When Lula was re-elected, Silva was the last existing minister re-appointed.
In late 2007, gains against deforestation stalled, in part because of speculation on rainforest near proposed infrastructure sites. Silva convinced Lula to double down, introducing measures to block credit for those caught buying or selling goods from illegally cleared woodland.
When farmers complained, Lula considered revoking the measures.
In May 2008, Silva resigned. "I may lose my head," she said, "but I haven't lost my judgment."
Where some saw defeat, supporters saw wile.
"Lula could drop the measures and take the blame when deforestation worsened," says Tasso Azevedo, a forestry engineer who still advises Silva, "or he could keep them and take the credit for improvement."
Lula left them intact. The pace of deforestation during his two terms decreased by 75 percent.
'STRATEGIC VISION'
After resigning, Silva quit the Workers' Party and found a brief home with Brazil's Green Party. More importantly, she courted resourceful allies, especially Guilherme Leal, the billionaire behind Natura, a cosmetics empire built on locally-sourced ingredients, many of them from the Amazon.
Leal says he admired Silva's "strategic vision" for a country with the world's largest rainforest and abundant sources of water and clean energy. He also admired her political chops.
"It's in her DNA," Leal says. "She puts the knife between her teeth and goes. Not after power for power's sake, but for the sake of political action."

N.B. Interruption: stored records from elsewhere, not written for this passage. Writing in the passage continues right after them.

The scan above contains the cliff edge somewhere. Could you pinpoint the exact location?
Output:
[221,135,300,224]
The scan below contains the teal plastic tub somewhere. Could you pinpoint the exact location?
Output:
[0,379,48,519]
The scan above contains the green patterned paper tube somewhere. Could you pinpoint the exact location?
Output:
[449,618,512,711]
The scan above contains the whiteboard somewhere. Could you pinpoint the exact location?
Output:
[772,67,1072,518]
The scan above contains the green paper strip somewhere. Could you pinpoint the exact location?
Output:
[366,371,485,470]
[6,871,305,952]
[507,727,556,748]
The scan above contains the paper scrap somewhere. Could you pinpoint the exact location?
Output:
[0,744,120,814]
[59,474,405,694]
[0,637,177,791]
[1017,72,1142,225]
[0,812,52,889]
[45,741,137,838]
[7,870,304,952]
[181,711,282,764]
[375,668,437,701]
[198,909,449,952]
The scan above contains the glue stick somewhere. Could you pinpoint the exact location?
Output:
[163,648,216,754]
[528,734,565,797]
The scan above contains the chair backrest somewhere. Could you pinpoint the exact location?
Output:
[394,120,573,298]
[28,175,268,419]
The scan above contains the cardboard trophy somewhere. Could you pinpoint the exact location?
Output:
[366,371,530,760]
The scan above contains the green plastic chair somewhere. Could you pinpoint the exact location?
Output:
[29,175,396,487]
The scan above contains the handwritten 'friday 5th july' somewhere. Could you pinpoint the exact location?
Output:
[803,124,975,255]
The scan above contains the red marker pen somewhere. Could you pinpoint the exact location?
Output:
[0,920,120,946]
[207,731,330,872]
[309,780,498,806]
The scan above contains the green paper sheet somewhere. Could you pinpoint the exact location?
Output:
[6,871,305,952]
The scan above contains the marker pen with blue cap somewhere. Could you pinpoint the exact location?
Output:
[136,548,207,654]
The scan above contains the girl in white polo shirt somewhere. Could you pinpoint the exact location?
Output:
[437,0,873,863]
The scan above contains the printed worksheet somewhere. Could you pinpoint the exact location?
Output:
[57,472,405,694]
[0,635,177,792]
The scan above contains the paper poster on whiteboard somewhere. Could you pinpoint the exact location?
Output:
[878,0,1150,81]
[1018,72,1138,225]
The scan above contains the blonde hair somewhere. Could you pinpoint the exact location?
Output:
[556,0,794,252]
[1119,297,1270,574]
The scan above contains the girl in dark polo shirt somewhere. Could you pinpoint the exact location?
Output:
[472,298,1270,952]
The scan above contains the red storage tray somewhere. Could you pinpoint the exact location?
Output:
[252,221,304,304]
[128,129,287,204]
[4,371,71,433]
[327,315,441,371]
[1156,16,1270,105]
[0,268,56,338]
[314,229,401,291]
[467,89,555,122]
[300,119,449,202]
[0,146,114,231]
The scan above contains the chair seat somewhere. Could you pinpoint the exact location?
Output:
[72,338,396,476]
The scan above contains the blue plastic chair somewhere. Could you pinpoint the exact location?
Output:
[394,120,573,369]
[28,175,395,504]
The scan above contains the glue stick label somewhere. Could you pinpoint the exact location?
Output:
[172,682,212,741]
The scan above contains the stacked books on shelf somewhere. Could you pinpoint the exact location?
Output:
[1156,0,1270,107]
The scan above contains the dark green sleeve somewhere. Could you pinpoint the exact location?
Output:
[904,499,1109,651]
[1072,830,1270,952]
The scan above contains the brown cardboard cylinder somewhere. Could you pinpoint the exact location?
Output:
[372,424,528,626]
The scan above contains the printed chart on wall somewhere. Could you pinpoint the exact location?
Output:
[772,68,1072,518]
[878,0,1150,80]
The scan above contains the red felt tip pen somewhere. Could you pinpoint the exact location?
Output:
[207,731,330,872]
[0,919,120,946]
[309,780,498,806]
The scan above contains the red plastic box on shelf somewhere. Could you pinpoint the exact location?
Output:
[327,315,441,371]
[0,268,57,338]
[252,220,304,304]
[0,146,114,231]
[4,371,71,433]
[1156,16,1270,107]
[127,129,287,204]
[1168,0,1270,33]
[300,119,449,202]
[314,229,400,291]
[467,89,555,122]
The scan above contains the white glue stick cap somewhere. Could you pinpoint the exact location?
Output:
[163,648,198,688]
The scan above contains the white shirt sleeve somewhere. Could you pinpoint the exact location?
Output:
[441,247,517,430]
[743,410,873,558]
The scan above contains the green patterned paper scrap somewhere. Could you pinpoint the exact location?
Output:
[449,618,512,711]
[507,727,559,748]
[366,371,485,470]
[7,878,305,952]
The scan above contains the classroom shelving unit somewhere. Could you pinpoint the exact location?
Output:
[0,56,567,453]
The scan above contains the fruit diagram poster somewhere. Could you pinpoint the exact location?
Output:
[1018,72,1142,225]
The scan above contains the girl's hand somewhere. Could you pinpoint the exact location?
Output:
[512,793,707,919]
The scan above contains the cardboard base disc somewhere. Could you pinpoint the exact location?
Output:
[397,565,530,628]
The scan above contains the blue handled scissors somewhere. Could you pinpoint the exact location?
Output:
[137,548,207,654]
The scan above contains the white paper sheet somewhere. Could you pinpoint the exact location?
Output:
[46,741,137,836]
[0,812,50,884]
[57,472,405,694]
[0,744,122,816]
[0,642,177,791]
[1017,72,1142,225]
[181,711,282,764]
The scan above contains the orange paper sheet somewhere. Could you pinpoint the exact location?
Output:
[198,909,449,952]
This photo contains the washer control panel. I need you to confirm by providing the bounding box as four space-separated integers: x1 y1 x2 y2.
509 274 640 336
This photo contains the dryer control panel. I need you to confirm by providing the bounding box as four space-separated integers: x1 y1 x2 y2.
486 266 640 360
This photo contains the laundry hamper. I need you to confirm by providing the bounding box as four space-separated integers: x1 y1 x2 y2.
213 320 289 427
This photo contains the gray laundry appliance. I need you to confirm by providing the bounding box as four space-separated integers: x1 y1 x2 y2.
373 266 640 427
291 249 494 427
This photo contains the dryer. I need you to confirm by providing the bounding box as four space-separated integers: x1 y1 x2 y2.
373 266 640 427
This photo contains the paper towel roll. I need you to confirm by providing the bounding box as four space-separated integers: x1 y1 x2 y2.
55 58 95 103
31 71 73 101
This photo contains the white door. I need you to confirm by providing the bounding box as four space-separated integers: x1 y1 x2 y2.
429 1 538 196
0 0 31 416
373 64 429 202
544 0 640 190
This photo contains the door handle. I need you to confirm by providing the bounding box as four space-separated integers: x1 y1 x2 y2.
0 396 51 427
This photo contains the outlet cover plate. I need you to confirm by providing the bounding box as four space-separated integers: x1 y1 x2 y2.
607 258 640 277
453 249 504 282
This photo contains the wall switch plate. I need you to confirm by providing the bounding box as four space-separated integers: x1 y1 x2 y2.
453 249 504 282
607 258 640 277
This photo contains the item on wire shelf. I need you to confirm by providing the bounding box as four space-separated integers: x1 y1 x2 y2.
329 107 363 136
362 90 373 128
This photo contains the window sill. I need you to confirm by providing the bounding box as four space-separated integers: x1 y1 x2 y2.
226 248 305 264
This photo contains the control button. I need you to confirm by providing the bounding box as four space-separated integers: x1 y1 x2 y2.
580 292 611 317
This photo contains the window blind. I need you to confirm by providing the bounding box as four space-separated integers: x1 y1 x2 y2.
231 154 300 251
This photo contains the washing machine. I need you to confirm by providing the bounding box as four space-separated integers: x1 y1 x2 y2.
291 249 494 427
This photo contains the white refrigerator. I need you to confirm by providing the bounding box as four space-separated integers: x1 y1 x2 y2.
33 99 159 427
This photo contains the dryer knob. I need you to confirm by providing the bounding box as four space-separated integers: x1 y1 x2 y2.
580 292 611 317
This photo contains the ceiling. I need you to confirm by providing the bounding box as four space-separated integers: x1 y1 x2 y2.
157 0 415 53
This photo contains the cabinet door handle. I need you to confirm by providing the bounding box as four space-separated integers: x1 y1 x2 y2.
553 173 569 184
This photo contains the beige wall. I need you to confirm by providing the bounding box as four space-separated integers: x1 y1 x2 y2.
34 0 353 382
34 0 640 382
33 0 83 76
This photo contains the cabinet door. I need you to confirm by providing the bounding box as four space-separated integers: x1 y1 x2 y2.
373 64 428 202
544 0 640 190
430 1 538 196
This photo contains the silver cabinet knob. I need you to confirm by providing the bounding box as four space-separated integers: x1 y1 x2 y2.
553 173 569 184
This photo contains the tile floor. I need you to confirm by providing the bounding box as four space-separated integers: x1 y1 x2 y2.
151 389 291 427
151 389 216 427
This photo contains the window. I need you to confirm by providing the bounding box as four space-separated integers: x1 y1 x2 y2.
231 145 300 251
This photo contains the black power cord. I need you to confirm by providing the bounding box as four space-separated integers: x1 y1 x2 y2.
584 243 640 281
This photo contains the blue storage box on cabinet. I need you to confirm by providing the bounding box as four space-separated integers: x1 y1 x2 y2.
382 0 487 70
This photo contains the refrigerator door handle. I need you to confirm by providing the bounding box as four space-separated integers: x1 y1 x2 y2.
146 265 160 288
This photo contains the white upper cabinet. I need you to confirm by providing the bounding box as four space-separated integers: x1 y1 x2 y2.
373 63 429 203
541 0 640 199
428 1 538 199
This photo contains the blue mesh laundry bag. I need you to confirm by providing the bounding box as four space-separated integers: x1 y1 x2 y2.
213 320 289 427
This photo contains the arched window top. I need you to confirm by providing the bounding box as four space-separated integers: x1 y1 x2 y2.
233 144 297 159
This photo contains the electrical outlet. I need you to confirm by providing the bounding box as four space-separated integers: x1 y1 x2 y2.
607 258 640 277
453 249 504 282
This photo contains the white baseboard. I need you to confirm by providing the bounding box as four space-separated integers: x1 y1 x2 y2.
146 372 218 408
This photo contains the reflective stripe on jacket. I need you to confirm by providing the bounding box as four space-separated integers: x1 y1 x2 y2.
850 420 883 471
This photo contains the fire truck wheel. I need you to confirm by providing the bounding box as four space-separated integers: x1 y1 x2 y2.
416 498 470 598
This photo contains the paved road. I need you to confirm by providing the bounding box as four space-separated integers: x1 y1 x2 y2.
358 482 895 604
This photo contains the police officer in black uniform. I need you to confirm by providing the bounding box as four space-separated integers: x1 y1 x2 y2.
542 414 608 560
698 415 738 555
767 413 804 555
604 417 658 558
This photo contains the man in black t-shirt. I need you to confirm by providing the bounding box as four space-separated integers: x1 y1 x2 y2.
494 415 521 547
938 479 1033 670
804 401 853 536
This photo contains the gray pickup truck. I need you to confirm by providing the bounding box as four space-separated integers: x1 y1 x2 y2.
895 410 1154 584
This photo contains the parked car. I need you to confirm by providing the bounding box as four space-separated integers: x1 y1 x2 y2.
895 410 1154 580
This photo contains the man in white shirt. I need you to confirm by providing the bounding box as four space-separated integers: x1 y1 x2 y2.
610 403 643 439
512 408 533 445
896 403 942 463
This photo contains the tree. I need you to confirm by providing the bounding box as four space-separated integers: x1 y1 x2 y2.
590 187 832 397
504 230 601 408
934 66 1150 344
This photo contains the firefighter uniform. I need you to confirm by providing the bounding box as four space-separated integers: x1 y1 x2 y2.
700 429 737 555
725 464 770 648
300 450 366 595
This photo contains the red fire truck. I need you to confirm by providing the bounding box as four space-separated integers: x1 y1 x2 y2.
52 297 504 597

Leal financed a presidential campaign for Silva in 2010 and joined her ticket as running mate. He also introduced her to an influential group of economists, business people and financiers.
Now an important part of her power base, those people repel some of Silva's former fans.
Leonardo Boff, a prominent theologian and anti-poverty activist who has known Silva since her youth, says she has surrounded herself with "neoliberals" – capitalist types unpopular with some leftists.
Still, Silva surprised. She reaped 20 percent of the vote in 2010, far more than expected.
Green Party leaders were annoyed that a newcomer had eclipsed them so Silva defected and tried to form a new party.
When a court ruled last year that the party did not meet electoral requirements for this election, she turned to another ally: Campos, the former science minister, by now a popular governor and a presidential aspirant himself.
Campos made Silva his vice-presidential candidate. He then died in a plane crash in August and Silva moved to the top of the ticket.
At a recent rally in Rio, Silva denounced "savage marketing" by opponents suggesting she would halt oil exploration in the region. She chastised the Workers' Party, itself the target of scaremongering before it came to power, for painting her as a radical.
"I fought against lies back then," she said. "Now they want to use the same rusty knife against me."